How to Make Traeger Pork Belly Burnt Ends

junho 14, 2024 2 min ler

How to Make Traeger Pork Belly Burnt Ends

Summary:

This recipe for Korean-inspired pork belly burnt ends gives a delicious twist to traditional burnt ends by incorporating Korean flavors. The pork belly is smoked and caramelized with a homemade barbecue sauce featuring ingredients like gochujang (Korean hot pepper paste) and gochugaru (red chili pepper flakes). The preparation includes marinating pork belly cubes, slow-cooking them on a Traeger grill, and finishing them with a sweet and spicy barbecue sauce.
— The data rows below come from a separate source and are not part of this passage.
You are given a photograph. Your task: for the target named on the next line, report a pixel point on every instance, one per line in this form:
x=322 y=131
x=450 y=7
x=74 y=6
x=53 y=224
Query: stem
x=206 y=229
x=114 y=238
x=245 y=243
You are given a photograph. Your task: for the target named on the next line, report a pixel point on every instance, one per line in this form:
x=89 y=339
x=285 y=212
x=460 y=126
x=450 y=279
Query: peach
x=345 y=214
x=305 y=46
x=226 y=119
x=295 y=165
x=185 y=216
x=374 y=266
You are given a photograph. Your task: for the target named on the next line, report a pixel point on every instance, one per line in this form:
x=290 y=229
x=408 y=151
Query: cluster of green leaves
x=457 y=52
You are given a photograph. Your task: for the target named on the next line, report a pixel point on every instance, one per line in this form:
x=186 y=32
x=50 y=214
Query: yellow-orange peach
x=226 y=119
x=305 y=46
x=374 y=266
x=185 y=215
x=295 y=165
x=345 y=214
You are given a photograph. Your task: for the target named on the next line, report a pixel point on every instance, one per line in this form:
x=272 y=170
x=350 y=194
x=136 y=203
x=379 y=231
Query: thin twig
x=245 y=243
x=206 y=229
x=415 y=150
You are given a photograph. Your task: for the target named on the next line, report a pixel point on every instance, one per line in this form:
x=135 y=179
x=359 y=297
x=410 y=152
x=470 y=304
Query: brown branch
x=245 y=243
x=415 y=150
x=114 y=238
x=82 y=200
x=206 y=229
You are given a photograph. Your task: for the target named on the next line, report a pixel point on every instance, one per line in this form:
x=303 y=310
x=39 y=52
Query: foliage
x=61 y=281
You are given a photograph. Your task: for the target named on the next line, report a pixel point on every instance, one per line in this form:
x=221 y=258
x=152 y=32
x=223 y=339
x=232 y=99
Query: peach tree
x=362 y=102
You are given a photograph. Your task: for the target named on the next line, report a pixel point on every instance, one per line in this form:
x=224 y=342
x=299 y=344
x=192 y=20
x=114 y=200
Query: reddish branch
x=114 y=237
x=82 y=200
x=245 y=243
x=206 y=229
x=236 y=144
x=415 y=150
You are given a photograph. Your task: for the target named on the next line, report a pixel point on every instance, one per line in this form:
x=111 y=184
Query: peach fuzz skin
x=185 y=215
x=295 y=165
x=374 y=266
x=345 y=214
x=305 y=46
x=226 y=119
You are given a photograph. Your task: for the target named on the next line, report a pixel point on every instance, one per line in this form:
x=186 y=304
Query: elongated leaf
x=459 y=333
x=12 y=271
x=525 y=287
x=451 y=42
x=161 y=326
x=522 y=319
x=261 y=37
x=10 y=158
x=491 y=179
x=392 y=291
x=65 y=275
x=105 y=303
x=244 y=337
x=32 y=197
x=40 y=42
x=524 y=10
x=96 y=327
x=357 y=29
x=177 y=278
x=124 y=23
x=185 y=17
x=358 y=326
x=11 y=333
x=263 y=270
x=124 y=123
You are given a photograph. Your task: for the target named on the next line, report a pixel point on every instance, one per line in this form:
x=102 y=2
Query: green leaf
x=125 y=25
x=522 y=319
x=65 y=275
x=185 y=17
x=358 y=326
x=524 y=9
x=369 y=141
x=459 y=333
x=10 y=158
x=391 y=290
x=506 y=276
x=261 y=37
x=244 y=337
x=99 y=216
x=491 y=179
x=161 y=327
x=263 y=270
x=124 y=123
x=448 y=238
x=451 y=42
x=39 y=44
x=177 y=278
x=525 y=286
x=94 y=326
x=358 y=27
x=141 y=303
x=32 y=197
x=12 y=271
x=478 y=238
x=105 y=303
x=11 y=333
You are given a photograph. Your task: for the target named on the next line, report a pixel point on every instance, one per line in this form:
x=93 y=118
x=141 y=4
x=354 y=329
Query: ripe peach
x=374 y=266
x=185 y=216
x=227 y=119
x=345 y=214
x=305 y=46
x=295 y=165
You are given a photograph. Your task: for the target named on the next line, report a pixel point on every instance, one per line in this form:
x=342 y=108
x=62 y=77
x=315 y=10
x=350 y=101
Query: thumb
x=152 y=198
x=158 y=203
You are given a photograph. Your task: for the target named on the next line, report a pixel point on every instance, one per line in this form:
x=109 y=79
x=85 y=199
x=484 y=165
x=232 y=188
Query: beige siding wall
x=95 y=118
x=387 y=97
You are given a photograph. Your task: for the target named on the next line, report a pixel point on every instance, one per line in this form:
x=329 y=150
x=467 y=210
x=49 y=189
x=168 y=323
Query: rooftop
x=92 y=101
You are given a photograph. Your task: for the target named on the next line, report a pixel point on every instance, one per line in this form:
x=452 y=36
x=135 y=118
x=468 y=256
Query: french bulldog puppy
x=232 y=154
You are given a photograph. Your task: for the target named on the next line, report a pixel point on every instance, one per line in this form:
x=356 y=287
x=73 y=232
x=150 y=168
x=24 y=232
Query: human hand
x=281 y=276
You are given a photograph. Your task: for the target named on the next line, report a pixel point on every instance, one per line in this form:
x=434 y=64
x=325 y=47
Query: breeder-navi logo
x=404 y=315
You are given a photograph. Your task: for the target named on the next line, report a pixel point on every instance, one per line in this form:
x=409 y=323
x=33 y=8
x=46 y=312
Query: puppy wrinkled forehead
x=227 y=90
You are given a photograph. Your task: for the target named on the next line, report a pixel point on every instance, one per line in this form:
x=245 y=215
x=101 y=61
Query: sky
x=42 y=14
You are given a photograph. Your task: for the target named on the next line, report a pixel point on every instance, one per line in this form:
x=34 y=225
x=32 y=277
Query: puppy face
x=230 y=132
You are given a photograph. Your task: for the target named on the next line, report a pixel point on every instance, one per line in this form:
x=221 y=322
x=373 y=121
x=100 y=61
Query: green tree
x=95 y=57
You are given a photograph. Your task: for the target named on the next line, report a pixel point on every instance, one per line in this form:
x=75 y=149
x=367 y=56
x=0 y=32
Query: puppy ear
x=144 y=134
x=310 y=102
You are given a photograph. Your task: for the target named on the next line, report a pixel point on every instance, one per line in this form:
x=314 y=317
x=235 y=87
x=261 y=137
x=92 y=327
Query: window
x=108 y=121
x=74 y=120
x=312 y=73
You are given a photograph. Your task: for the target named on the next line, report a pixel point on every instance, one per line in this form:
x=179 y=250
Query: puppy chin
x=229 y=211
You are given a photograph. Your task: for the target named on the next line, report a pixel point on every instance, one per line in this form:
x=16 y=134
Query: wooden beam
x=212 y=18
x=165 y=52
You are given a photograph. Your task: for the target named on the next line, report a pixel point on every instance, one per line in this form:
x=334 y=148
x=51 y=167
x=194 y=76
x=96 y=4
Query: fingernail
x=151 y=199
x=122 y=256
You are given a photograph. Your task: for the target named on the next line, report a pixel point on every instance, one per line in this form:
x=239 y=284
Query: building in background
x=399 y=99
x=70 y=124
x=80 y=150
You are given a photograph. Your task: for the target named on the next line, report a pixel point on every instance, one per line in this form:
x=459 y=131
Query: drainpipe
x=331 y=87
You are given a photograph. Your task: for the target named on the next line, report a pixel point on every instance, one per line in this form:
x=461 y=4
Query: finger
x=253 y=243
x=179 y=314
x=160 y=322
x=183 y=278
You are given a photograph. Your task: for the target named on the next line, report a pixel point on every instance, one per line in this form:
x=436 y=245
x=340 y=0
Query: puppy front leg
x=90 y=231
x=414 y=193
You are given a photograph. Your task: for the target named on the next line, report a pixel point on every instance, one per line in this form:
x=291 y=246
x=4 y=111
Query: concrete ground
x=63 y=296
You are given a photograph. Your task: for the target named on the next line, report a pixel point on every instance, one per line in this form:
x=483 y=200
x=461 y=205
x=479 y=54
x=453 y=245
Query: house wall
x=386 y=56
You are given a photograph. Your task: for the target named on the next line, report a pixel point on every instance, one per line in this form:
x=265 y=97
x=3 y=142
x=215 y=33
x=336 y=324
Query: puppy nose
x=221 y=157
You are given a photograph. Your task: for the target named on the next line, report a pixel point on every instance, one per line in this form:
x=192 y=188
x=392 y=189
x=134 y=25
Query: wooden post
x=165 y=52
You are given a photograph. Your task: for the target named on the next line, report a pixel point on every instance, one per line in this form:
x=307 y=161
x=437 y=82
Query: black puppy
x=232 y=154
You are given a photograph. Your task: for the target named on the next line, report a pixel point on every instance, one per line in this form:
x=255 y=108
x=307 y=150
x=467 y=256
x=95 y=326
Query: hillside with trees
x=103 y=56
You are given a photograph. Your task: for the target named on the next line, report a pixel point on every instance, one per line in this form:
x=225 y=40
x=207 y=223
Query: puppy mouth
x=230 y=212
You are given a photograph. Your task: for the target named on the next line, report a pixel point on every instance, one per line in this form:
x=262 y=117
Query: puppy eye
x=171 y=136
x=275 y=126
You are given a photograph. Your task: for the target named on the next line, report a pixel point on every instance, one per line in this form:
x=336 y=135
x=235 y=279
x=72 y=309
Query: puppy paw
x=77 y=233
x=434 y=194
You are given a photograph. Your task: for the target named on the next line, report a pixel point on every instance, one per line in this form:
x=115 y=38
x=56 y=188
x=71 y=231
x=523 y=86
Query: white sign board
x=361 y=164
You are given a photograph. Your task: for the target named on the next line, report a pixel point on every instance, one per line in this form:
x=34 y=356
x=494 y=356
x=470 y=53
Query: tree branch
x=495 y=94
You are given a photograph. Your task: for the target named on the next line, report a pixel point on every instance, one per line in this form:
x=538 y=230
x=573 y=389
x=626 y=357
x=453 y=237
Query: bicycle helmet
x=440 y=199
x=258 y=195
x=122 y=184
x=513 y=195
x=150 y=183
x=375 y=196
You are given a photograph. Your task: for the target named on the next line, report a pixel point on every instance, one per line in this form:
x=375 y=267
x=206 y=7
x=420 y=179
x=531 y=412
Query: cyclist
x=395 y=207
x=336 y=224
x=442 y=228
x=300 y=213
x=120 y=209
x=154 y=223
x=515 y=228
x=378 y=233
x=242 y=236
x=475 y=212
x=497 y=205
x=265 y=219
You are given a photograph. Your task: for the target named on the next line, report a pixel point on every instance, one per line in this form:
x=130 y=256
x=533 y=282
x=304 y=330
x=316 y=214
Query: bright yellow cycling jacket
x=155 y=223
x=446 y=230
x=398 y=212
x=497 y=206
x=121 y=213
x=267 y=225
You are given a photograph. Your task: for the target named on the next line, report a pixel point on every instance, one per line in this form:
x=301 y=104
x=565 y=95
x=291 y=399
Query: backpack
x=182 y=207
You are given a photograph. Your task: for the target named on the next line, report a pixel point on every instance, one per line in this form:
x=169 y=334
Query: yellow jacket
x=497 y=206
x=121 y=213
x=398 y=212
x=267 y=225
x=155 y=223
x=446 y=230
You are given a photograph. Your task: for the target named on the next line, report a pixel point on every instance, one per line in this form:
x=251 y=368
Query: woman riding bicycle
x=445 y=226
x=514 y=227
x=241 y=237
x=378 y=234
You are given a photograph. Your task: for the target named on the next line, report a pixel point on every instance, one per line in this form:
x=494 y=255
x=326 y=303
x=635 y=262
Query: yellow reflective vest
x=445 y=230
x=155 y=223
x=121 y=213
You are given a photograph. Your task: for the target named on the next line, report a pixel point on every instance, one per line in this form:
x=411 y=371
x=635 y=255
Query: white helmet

The final product is served with toasted sesame seeds, scallions, and optional sides like lettuce leaves, rice, and kimchi.

Ingredients:

  • Pork Belly:
    • 2 tbsp gochugaru
    • 1 tbsp kosher salt
    • 1 tbsp sugar
    • 1 1/2 tsp smoked paprika
    • 1 1/2 tsp granulated garlic
    • 1 1/2 tsp onion powder
    • 4 lbs pork belly, skinless
    • 1 cup Asian pear juice or apple juice for spritzing
  • Korean-Inspired Barbecue Sauce:
    • 2 tbsp canola oil
    • 4 garlic cloves, minced
    • 2 tbsp fresh ginger, finely grated
    • 4 scallions, thinly sliced (white and green parts separated)
    • 1/2 cup gochujang
    • 1/2 cup ketchup
    • 1/2 cup rice vinegar
    • 1/3 cup soy sauce
    • 3 tbsp sugar
    • 1 tbsp toasted sesame oil
  • Serving:
    • Toasted sesame seeds
    • Thinly sliced scallions

Instructions:

  1. Preheat and Prepare Pork Belly:

    • Preheat the Traeger grill to 250°F with the lid closed.
    • Mix gochugaru, salt, sugar, smoked paprika, granulated garlic, and onion powder.
    • Cut pork belly into 1-inch cubes, coat with the spice mix, and let sit for 20 minutes.
    • Place pork belly cubes fat-side down on a baking sheet and cook on the grill, spritzing with juice every 30 minutes until the internal temperature reaches 190°F (about 3 hours).
  2. Make Barbecue Sauce:

    • Heat canola oil in a saucepan over medium heat.
    • Add garlic, ginger, and scallion whites; cook until tender (3-5 minutes).
    • Add gochujang, ketchup, rice vinegar, soy sauce, and sugar; whisk and simmer for 20 minutes.
    • Stir in sesame oil and scallion greens; cool to room temperature.
  3. Finish and Serve:

    • Transfer cooked pork belly to a pan, coat with 1 cup of barbecue sauce, and place back on the grill.
    • Cook, stirring every 30 minutes, until sauce is caramelized (45 minutes to 1.5 hours).
    • Let cool for 15 minutes, serve with sesame seeds, scallions, lettuce leaves, rice, and kimchi.